Bursting induced by bath application of NMDA is critically dependent on extracellular sodium. Activation of an electrogenic sodium pump, but not potassium currents, is involved in terminating the bursts and hyperpolarizing the cell between the bursts (Johnson et al. 1992). The depolarizing ramp initiating the burst is suggested to rely primarily on the sodium ion entry through the NMDA channel. The spike-generating fast sodium current is not implicated in burst generation because blockade of this current abolishes spiking, but does not block voltage oscillations underling bursts.

In vitro bursting induced by apamin

Repetitive bursting of the DA neuron can be observed during bath application of apamin (Shepard and Bunney 1991). Under apamin, however, DA cells are susceptible to depolarization block, and bursts are not easily elicited. Blockade of spike generation preserves voltage oscillations underling bursts (Ping and Shepard 1996), which are called square-wave oscillations.

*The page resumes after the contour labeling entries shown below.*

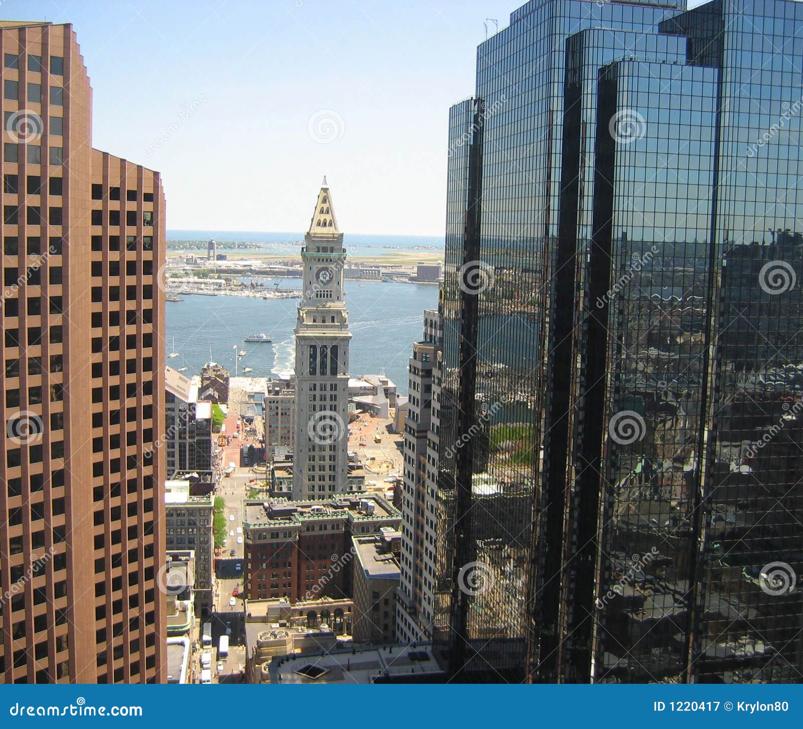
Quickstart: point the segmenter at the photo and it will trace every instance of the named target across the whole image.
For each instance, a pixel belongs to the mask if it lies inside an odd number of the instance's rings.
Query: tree
[[[217,403],[212,405],[212,432],[220,433],[220,429],[223,426],[226,415],[222,409]]]

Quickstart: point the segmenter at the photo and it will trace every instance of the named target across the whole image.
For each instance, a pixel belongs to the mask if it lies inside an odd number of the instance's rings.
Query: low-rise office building
[[[198,609],[212,605],[214,561],[214,504],[211,494],[193,496],[189,481],[165,482],[165,518],[169,552],[195,554],[194,584]]]
[[[389,527],[383,527],[379,535],[352,537],[355,641],[389,643],[395,639],[401,541],[402,532]]]

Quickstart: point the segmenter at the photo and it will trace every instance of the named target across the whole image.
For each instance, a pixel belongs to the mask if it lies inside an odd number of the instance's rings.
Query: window
[[[28,60],[30,61],[32,56],[28,56]],[[28,83],[28,101],[32,101],[34,104],[42,103],[42,84],[41,83]]]

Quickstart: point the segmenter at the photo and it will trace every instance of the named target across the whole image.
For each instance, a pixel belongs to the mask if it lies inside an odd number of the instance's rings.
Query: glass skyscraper
[[[533,0],[450,115],[457,680],[803,680],[803,3]]]

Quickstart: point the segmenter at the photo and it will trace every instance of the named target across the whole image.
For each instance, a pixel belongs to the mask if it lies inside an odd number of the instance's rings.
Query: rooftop
[[[393,532],[398,533],[398,532]],[[354,552],[365,576],[372,580],[398,580],[401,569],[381,536],[352,537]]]
[[[431,646],[387,646],[287,656],[271,663],[271,683],[374,683],[442,673]]]

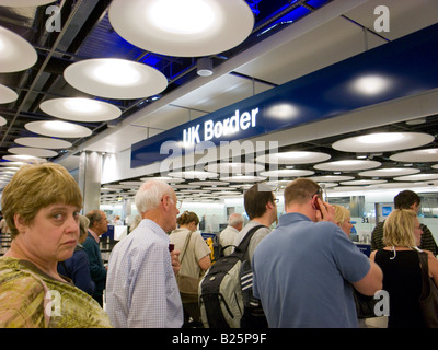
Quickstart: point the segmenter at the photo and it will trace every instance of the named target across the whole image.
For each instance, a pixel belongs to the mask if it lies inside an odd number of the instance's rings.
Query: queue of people
[[[296,179],[284,196],[278,220],[275,194],[252,186],[244,194],[250,222],[243,226],[241,214],[230,215],[219,237],[227,255],[258,226],[245,255],[257,317],[245,313],[242,328],[358,327],[355,293],[382,289],[391,295],[389,327],[425,327],[418,250],[430,247],[430,238],[422,240],[419,201],[396,207],[383,223],[383,246],[368,258],[348,237],[348,209],[324,201],[316,183]],[[0,258],[0,327],[199,327],[199,295],[187,287],[211,265],[199,218],[180,215],[175,191],[159,180],[143,183],[135,202],[141,220],[116,244],[106,268],[99,249],[105,213],[80,215],[82,195],[62,166],[21,167],[2,195],[12,243]],[[435,254],[427,258],[438,285]]]

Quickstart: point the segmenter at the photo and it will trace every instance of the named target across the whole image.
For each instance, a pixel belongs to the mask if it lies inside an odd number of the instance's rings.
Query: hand
[[[175,273],[175,276],[180,272],[180,250],[172,250],[171,252],[171,261],[172,261],[172,268],[173,268],[173,272]]]
[[[316,200],[321,208],[321,210],[316,210],[316,222],[331,221],[335,223],[335,208],[320,198],[316,198]]]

Apamin-induced bursting is critically dependent on calcium: application of an L-type Ca2+ channel blocker has been shown to abolish the plateau potential oscillations, whereas a drug increasing the open probability for this channel induces burst firing, especially in the presence of apamin (Johnson and Wu 2004). Bursting elicited in such a way has been shown to be abolished in Ca2+-free medium. This stimulatory role of extracellular Ca2+ suggests a distinction between apamin-induced and in vivo bursting of DA neurons.

Bursting has been shown to be most robust in simultaneous bath application of NMDA and apamin. Properties of bursting in this case are similar to those for whole bath NMDA-induced burst firing, including its Na+, but not Ca2+ dependence (Johnson and Wu 2004). This suggests that apamin, by blocking the SK current, can facilitate two different bursting mechanisms, one of which is intrinsic and the other based on the NMDA receptor activation.

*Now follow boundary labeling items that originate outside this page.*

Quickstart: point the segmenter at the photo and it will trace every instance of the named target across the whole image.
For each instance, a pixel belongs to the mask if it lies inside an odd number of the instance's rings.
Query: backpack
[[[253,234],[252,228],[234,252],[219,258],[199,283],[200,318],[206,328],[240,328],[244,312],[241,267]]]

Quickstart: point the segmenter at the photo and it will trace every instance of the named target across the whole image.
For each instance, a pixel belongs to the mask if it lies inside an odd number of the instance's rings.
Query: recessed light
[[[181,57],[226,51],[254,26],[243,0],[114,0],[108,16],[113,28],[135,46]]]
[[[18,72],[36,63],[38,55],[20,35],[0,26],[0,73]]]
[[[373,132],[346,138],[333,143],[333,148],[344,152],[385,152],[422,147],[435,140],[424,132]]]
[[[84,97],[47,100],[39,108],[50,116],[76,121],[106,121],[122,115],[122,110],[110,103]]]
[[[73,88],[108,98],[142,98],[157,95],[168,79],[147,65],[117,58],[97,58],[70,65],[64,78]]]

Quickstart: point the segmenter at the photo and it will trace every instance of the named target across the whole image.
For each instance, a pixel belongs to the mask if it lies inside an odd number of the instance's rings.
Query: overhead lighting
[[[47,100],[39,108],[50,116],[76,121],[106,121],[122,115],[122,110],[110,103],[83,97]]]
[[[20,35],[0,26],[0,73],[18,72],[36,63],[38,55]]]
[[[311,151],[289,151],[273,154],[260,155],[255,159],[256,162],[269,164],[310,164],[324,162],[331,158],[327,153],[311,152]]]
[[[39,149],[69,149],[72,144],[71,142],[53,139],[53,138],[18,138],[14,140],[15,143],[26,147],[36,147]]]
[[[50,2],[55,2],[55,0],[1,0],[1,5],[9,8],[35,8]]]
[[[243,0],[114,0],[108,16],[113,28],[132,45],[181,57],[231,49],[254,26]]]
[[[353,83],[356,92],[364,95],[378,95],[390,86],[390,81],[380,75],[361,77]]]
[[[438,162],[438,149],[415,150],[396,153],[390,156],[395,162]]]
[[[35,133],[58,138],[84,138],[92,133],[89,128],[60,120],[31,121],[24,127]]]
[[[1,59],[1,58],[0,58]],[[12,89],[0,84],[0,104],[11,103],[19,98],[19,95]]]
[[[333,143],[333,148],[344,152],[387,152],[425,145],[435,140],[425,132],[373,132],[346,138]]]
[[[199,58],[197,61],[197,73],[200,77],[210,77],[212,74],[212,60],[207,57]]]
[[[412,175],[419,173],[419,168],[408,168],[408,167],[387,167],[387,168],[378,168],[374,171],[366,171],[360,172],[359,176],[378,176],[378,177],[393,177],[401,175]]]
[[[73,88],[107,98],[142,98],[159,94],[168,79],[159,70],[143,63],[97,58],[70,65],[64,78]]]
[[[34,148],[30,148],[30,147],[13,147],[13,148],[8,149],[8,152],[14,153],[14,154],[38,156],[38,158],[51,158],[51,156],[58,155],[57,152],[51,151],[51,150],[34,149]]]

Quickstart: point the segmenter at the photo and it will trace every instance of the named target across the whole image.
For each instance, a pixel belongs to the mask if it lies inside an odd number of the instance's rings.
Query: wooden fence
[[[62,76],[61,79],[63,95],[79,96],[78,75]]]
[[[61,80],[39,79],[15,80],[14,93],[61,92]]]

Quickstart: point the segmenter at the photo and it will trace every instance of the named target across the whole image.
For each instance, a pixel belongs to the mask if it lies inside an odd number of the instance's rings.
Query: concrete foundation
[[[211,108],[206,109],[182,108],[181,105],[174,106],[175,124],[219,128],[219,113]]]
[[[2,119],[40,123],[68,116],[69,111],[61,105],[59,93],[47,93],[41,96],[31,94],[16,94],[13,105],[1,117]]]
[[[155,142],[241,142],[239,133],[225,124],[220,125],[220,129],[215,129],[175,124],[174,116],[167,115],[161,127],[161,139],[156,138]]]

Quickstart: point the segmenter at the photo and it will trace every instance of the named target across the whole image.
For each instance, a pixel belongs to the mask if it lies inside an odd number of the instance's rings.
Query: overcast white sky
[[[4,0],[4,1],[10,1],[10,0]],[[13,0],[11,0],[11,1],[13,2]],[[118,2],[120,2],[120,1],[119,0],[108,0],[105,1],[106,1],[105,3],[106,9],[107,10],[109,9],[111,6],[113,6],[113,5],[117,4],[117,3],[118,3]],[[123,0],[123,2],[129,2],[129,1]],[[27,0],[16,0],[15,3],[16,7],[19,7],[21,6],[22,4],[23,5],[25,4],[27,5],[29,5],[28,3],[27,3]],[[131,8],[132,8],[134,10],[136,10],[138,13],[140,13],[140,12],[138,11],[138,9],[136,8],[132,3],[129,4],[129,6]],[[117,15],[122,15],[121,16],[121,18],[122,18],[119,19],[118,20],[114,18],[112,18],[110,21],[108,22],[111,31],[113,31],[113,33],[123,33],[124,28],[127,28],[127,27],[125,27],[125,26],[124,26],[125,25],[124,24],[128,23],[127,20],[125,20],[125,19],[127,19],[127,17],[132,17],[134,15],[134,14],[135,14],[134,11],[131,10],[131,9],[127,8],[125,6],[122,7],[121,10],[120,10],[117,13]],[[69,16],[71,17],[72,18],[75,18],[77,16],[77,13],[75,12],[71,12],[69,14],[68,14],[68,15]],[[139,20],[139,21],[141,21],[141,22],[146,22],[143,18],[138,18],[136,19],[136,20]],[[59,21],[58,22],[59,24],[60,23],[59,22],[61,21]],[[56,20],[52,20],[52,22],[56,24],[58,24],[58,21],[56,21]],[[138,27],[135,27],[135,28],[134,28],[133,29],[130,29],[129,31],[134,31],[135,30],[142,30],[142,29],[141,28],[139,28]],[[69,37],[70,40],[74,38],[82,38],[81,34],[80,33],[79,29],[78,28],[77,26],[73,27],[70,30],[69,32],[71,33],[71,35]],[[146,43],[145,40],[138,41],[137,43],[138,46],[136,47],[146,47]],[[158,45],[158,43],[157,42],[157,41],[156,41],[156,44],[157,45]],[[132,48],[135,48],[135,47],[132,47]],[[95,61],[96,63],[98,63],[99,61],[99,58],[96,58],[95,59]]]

In vitro bursting induced by stimulation of afferent fibers or iontophoresis of glutamate

A burst has been observed after extracellular electrical stimulation (a train of short pulses) or iontophoresis of a glutamate receptor agonist to dendrites of the DA cell (Morikawa et al. 2003). Subsequent bath application of an NMDA receptor antagonist has been shown to inhibit the burst, suggesting involvement of NMDA receptors. By contrast to bursting elicited by the other two methods in vitro, here spikes within a burst are not superimposed on a depolarizing plateau. Moreover, hyperpolarization after the burst originates from a separate pathway. This pathway can be blocked or desensitized without affecting the burst.

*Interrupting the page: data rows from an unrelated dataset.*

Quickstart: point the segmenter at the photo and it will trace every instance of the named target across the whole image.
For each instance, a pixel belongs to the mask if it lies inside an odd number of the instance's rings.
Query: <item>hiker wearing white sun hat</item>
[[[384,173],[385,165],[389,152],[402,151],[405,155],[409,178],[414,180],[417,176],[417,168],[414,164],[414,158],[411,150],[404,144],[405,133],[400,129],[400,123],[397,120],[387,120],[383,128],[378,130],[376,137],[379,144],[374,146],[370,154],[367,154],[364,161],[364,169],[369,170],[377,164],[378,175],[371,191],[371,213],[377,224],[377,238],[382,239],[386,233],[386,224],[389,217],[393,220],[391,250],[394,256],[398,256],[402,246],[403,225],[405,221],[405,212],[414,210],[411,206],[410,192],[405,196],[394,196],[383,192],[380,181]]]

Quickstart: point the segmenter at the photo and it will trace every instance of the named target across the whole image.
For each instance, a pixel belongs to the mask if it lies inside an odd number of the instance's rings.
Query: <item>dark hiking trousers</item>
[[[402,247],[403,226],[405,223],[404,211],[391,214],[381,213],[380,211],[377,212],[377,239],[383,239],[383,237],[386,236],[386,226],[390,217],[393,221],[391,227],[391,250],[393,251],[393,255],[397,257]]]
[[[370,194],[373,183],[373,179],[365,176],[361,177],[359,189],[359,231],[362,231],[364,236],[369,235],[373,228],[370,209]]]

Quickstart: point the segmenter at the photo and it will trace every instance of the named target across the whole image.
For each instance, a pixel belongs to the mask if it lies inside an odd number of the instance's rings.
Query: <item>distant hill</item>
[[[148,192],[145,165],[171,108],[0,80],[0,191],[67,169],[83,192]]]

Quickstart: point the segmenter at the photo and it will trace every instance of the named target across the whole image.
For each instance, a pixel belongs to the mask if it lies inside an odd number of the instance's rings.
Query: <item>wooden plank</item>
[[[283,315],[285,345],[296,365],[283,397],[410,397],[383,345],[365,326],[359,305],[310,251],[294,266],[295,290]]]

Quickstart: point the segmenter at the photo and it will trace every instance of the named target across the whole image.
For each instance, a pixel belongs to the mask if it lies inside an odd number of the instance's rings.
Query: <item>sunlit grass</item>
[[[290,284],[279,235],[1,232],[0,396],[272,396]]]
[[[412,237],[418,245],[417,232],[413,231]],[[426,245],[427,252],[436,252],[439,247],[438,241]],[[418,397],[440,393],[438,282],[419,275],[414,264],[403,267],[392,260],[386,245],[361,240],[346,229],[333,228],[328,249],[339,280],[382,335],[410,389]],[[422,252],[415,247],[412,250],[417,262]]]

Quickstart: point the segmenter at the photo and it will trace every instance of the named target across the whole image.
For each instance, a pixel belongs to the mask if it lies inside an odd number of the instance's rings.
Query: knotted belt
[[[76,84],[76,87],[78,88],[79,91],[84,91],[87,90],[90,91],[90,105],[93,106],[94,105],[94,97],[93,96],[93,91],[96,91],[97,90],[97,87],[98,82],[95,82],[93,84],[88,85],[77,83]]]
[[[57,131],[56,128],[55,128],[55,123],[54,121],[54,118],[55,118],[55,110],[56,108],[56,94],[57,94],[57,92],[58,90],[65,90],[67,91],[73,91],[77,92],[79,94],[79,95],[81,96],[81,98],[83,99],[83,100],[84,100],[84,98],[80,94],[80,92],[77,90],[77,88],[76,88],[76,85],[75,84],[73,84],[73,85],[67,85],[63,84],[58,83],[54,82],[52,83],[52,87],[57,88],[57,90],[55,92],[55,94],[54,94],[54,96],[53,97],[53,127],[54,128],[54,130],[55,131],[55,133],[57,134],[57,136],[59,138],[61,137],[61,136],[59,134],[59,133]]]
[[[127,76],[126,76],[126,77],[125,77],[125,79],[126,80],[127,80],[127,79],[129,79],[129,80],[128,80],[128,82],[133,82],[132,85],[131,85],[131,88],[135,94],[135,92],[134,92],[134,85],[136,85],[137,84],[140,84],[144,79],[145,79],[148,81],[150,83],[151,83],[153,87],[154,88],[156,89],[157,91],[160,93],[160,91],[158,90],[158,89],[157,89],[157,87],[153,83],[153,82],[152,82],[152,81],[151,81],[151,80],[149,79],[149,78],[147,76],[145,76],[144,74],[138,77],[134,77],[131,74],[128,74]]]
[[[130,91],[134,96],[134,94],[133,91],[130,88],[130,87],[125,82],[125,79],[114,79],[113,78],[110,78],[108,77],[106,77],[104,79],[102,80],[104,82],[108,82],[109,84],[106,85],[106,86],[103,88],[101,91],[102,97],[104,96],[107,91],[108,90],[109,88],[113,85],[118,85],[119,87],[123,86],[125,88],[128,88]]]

Models of firing activity of the DA cell

Background firing

Figure 1: The Ca2+-K+ mechanism for subthreshold oscillations.

Two models that describe background firing were designed independently, but share several features (Figure 1). First, based on the persistence of the oscillations under blockade of the spiking currents, the problem was reduced to modeling of the underlying SOP. Second, all ionic concentrations, except for intracellular calcium, were assumed to be constant. Third, along with the influx via the calcium current and removal via a calcium pump, calcium balance included buffering. Different assumptions on calcium buffering and removal were used without affecting results significantly.

In the model by Amini et al. (1999), all ionic currents characterized in the DA neuron were included. A one-compartment representation of the neuron has been found sufficient to reproduce the subthreshold voltage oscillations (Figure 4A). Consistent with pharmacological data, the voltage dependence of the persistent calcium current responsible for oscillations has been identified as similar to the L-type found in other types of neurons. Currents other than the L-type and the SK-type, though not necessary for pacemaking, have been shown to bias the cell to the appropriate range of the membrane potential and Ca2+ concentration.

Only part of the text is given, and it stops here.